Кстати о Джонсоне, скользкий ублюдок стал что-то подозревать, который раз он пытался выведать у меня информацию о наследнике Эванса, кретин даже не знал, что у Эванса есть наследница, а не наследник, но это не меняет сути. Он не глуп и совсем скоро, копнув где нужно и сложив два и два, поймет, что наследницей Эванса является сумасбродная истеричка в странном головном уборе, явившаяся однажды в офис и испортившая мою презентацию. Именно поэтому после каждого собрания совета, я предпочитал отмахнуться от его назойливых вопросов занятостью, а затем сразу же отправлялся в свой кабинет.
Но напряжение, что я испытывал в собственной компании не сравнится с напряжением в собственном доме.
Особняк Фостеров вообще никогда не был для меня родным, я чувствовал себя здесь чужим, и несколько лет назад отец узнал об этом, потому что я сам сказал ему. Именно поэтому меня удивил этот пункт завещания. Почему он не оставил особняк Джемме или Мейсону? Почему я? Хотел таким образом показать мне, что дом всегда был моим? Я не знал ответа. Именно из-за нескончаемых вопросов в моей голове и мрачной тишины поместья я предпочитал подолгу пропадать в компании и возвращаться домой только чтобы поужинать и лечь спать. И это состояние не покидало меня долгие годы, даже когда возвращался Мейсон или моя мама, когда Джемма решала навестить дом, никто не мог заставить меня хотеть возвращаться в особняк, никто кроме нее. Ведь с появлением Барбары я стремился домой, даже в те дни, когда испытывал одну лишь злость. Невольно сворачивал свои дела раньше, чтобы приехать до захода солнца и случайно застать ее в коридоре, на кухне или в гостиной, а лучше всего в конюшне.

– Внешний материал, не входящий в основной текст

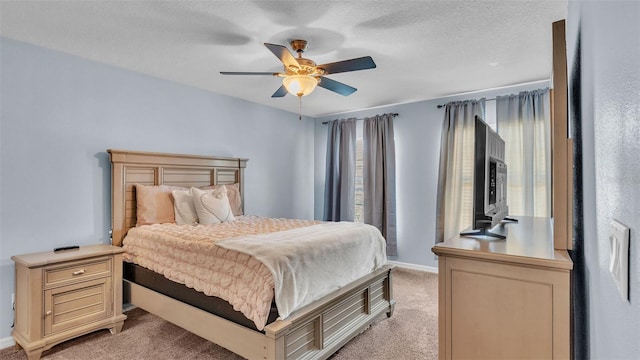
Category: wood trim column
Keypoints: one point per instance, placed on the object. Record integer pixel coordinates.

Я любил наблюдать за ней издалека. Когда она, променяв свои платья и туфли на удобную одежду для занятия верховой ездой, садилась в леваде на песок и позволяла Герцогине лечь рядом и уложить на колени Эванс свою голову. Я видел, как ее рот открывался, пока она говорила с лошадью. Барбара вываливала на свою подружку все проблемы, тогда как со мной едва разговаривала, даже после моего признания. Барбара избегала меня, и это не то, чего ожидаешь от девушки, поведав ей о своих чувствах.